But he had business here in England. It was time.
He continued to ride onward.
And despite himself he thought of Lady Morgan Bedwyn—exquisite in her youthful loveliness at the Cameron ball, haughty and intelligent and alluring at the picnic in the Forest of Soignés, disheveled and beautiful and unflinching at the Namur Gates as she bent over a human bundle of bloody rags, huge-eyed with grief in his rooms on the Rue de Brabant, fierce with passion as she reached for comfort. A fascinating woman of many facets.
“Damnation!” He reined in his horse when he realized that he had urged it to a gallop again. “Damnation!”
How could he use her . . .
But he already had, of course.
He already had.
FOR TEN DAYS MORGAN SEEMED TO LIVE IN A FOG of unreality. She explained everything to Wulfric, much of it spilling out of her in a great rush in that private parlor at the Harbour Inn, more of it drawn from her by his careful questioning both then and during the seemingly interminable journey home to London the next day. She told him all she knew about Alleyne’s disappearance and about the reappearance of the letter, which seemed to be incontrovertible proof that he had been killed. She told him about the Caddicks and their determination to return home and their consequent refusal to remain in Brussels with her. She told him about Mrs. Clark’s giving her a temporary home and of all the work they and the other regimental wives had performed tending the wounded.

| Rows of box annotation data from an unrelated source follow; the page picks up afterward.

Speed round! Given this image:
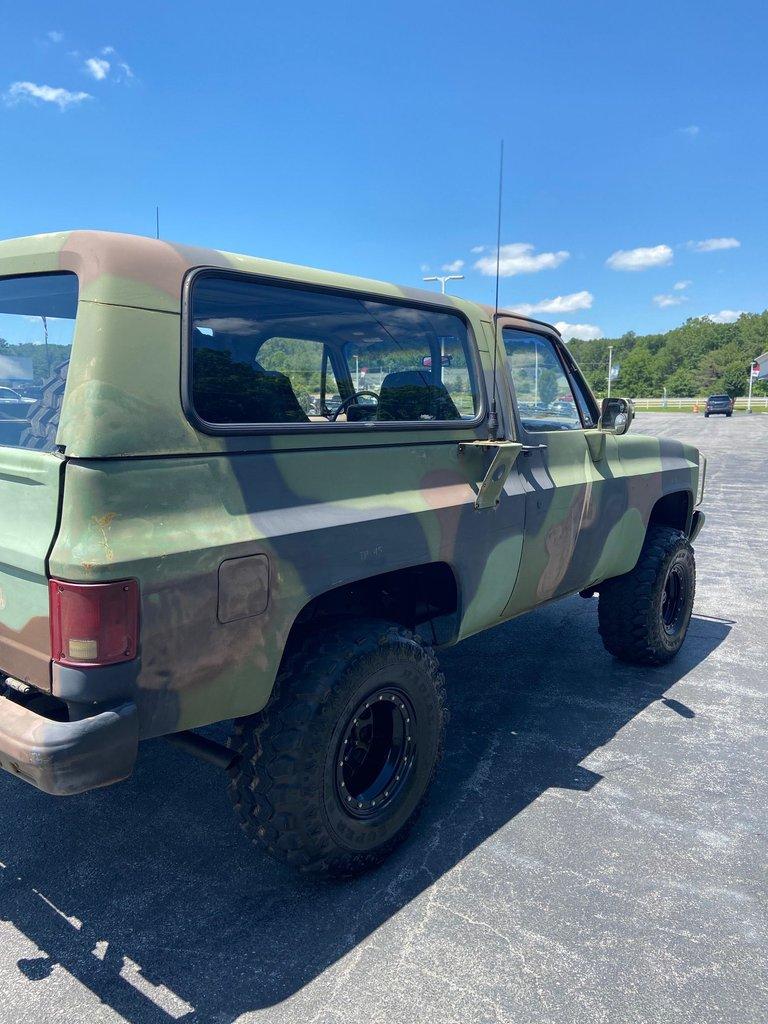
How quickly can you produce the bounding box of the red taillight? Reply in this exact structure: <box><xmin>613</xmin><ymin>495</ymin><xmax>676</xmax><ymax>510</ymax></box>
<box><xmin>48</xmin><ymin>580</ymin><xmax>138</xmax><ymax>666</ymax></box>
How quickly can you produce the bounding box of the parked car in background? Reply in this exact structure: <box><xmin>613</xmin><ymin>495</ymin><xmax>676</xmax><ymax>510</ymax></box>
<box><xmin>0</xmin><ymin>385</ymin><xmax>35</xmax><ymax>401</ymax></box>
<box><xmin>705</xmin><ymin>394</ymin><xmax>733</xmax><ymax>417</ymax></box>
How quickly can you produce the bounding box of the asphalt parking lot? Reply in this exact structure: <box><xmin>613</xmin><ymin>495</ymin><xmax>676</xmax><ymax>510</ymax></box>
<box><xmin>0</xmin><ymin>414</ymin><xmax>768</xmax><ymax>1024</ymax></box>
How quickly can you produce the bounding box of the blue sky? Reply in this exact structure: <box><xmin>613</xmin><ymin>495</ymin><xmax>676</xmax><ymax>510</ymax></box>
<box><xmin>0</xmin><ymin>0</ymin><xmax>768</xmax><ymax>344</ymax></box>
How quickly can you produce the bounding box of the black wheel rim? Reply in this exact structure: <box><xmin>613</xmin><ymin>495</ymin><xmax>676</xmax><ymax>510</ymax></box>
<box><xmin>662</xmin><ymin>565</ymin><xmax>688</xmax><ymax>636</ymax></box>
<box><xmin>336</xmin><ymin>687</ymin><xmax>416</xmax><ymax>820</ymax></box>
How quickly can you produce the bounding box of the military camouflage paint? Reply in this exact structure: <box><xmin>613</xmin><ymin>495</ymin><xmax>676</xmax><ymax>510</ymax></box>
<box><xmin>0</xmin><ymin>231</ymin><xmax>699</xmax><ymax>774</ymax></box>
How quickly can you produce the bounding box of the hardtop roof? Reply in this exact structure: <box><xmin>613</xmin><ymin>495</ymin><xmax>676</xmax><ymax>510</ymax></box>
<box><xmin>0</xmin><ymin>230</ymin><xmax>555</xmax><ymax>330</ymax></box>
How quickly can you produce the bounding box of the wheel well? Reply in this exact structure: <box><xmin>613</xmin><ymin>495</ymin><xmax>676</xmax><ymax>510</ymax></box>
<box><xmin>288</xmin><ymin>562</ymin><xmax>459</xmax><ymax>645</ymax></box>
<box><xmin>648</xmin><ymin>490</ymin><xmax>691</xmax><ymax>534</ymax></box>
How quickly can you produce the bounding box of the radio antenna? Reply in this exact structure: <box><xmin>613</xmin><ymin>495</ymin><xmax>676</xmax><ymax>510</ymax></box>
<box><xmin>488</xmin><ymin>139</ymin><xmax>504</xmax><ymax>440</ymax></box>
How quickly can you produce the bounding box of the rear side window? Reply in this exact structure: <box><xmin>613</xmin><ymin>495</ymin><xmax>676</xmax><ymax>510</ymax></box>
<box><xmin>190</xmin><ymin>273</ymin><xmax>480</xmax><ymax>428</ymax></box>
<box><xmin>0</xmin><ymin>273</ymin><xmax>78</xmax><ymax>452</ymax></box>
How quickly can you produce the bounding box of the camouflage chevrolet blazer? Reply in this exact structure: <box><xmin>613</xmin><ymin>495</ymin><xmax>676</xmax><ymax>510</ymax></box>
<box><xmin>0</xmin><ymin>231</ymin><xmax>705</xmax><ymax>873</ymax></box>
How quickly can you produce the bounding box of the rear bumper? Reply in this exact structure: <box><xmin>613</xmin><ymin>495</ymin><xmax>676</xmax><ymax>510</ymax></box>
<box><xmin>0</xmin><ymin>696</ymin><xmax>138</xmax><ymax>797</ymax></box>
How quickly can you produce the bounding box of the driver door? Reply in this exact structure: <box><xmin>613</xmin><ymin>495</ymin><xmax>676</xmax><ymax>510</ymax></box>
<box><xmin>500</xmin><ymin>322</ymin><xmax>615</xmax><ymax>615</ymax></box>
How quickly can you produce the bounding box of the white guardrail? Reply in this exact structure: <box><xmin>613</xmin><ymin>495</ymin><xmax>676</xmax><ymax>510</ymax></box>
<box><xmin>632</xmin><ymin>395</ymin><xmax>768</xmax><ymax>412</ymax></box>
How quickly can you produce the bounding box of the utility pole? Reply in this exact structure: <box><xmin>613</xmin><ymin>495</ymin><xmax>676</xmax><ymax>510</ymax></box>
<box><xmin>608</xmin><ymin>345</ymin><xmax>613</xmax><ymax>398</ymax></box>
<box><xmin>40</xmin><ymin>316</ymin><xmax>49</xmax><ymax>378</ymax></box>
<box><xmin>746</xmin><ymin>362</ymin><xmax>760</xmax><ymax>413</ymax></box>
<box><xmin>421</xmin><ymin>273</ymin><xmax>464</xmax><ymax>295</ymax></box>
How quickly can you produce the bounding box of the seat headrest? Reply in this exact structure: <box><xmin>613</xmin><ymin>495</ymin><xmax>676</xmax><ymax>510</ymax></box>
<box><xmin>376</xmin><ymin>370</ymin><xmax>461</xmax><ymax>420</ymax></box>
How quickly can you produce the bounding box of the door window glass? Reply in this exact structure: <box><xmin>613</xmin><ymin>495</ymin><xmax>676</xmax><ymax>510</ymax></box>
<box><xmin>502</xmin><ymin>328</ymin><xmax>582</xmax><ymax>432</ymax></box>
<box><xmin>191</xmin><ymin>273</ymin><xmax>480</xmax><ymax>425</ymax></box>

The story Lady Caddick had told when she called at Bedwyn House, all righteous indignation, had been somewhat different from her own, Morgan gathered. She had made no mention of Alleyne’s being missing or of Morgan’s tending the wounded. In Lady Caddick’s version Morgan had been simply a headstrong, wayward, disobedient girl who had refused to be torn away from the pleasures of the city and the ineligible beaux who danced attendance upon her there, most notably the Earl of Rosthorn.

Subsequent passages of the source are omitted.